American dancer, director and choreographer

Daniel "Cloud" Campos (born May 6, 1983) is an American dancer, director, and choreographer raised in San Diego, California, and Orlando, Florida.

==Early life==
Cloud started dancing as a b-boy when he was 11. He learned breaking from his oldest brother Kevin "Deft-1" Campos who is also a b-boy. He spent his early life in San Diego then moved to Florida when he was 12. During his time in Florida he toured with High Voltage extreme acrobatics dance team and became a member of Skill Methodz b-boy crew, which was founded in 1995 in Tampa under the name B-Boy Connection. He described what his b-boy name means in a 2011 interview with KoreanRoc.com:

When a Cloud moves, it’s always shifting and changing forms and it’s creating art on the sky; [when I dance, the] floor is the sky and I’m the Cloud creating art.

==Dance career==
After moving to Los Angeles to pursue a career in the dance industry, he booked two tours with Madonna; first in 2004 on her Re-Invention World Tour and again in 2006 on her Confessions Tour. He also starred in Madonna's videos "Hung Up" in 2005 and "Sorry" in 2006. He also performed in the stage show Groovaloos. In 2009, he won first place with his crew Skill Methodz at the UK B-Boy Championships. Later the same year, he competed at Red Bull BC One and appeared in Shakira's music video "Did It Again" as the principal male dancer. In 2010, he appeared in the online series The LXD as The Illister and played the antagonist, Kid Darkness, in the film Step Up 3D. In 2011, he served as one of ten choreographers for Michael Jackson: The Immortal World Tour.

In October 2012, British blog The Next Hype ran an article about Cloud's appearances in two commercials by rivals Apple and Microsoft. In 2012, Cloud appeared as the lead dancer in a Microsoft Surface commercial directed by Jon M. Chu that went viral on YouTube. Three years earlier, he appeared in an iPod Nano commercial that advertised the release of the model's fifth generation, noted for the addition of a video camera. Although The Next Hype felt that Microsoft "...using [Cloud] as a figurehead for your new product after Apple used him 3 years ago is just sloppy", these instances were not the only times Cloud worked with either company. He has appeared in several iPod commercials and print ads dating back to 2004, and in 2013 he appeared as the lead dancer in another Jon Chu-directed Microsoft commercial that promoted the Surface Pro model.

==Film career==

Cloud first developed an interest in film-making when he was 17. He made his first short film (called The Paperboy) in an alleyway at Universal Studios Florida. He uploaded the film on YouTube and after generating positive responses he decided to continue film-making. His short film Heaven Awaits won the Grand Prize at the 2005 Filmerica Challenge. In 2011, he successfully raised over $50,000 in individual donations through Kickstarter to fund a musical called Today's the Day.

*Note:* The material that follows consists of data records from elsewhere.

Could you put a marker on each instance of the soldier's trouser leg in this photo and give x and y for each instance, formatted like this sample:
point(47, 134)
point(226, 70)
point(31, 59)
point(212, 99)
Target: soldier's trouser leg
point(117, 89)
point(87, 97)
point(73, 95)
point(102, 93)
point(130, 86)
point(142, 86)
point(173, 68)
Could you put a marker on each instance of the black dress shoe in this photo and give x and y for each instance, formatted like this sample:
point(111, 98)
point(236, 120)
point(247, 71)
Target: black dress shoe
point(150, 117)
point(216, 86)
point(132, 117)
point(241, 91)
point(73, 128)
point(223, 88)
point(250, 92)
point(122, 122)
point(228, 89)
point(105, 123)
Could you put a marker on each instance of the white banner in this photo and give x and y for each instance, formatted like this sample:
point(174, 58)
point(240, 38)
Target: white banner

In 2013, Cloud directed the music videos "Stay the Night" by Zedd and "Now" by Paramore. He co-directed and co-choreographed the music video for "Cold Front", by singer Laura Welsh, with his then wife Tamara Levinson-Campos (with the two having since then divorced). Levinson-Campos is also the principal female dancer in the video. After being uploaded to Cloud's Vimeo channel, the website chose "Cold Front" as a Staff Pick.

In November 2014, Cloud directed the video for "Salt" by Bad Suns. Cloud has directed three music videos for Panic! at the Disco: "Emperor's New Clothes", "This Is Gospel", and "Say Amen (Saturday Night)". "This is Gospel" was also choreographed by Levinson-Campos.

In 2017, Campos was the assistant choreographer for The Greatest Showman, and earned some notice as the silent bartender who rhythmically serves drinks to Philip Carlyle (Zac Efron) and P.T. Barnum (Hugh Jackman) during the song "The Other Side".

In 2019, 2020 and 2022 respectively, Campos directed the video for "BULLET TO THE HEART", "100 Ways" and "Blow" by Jackson Wang.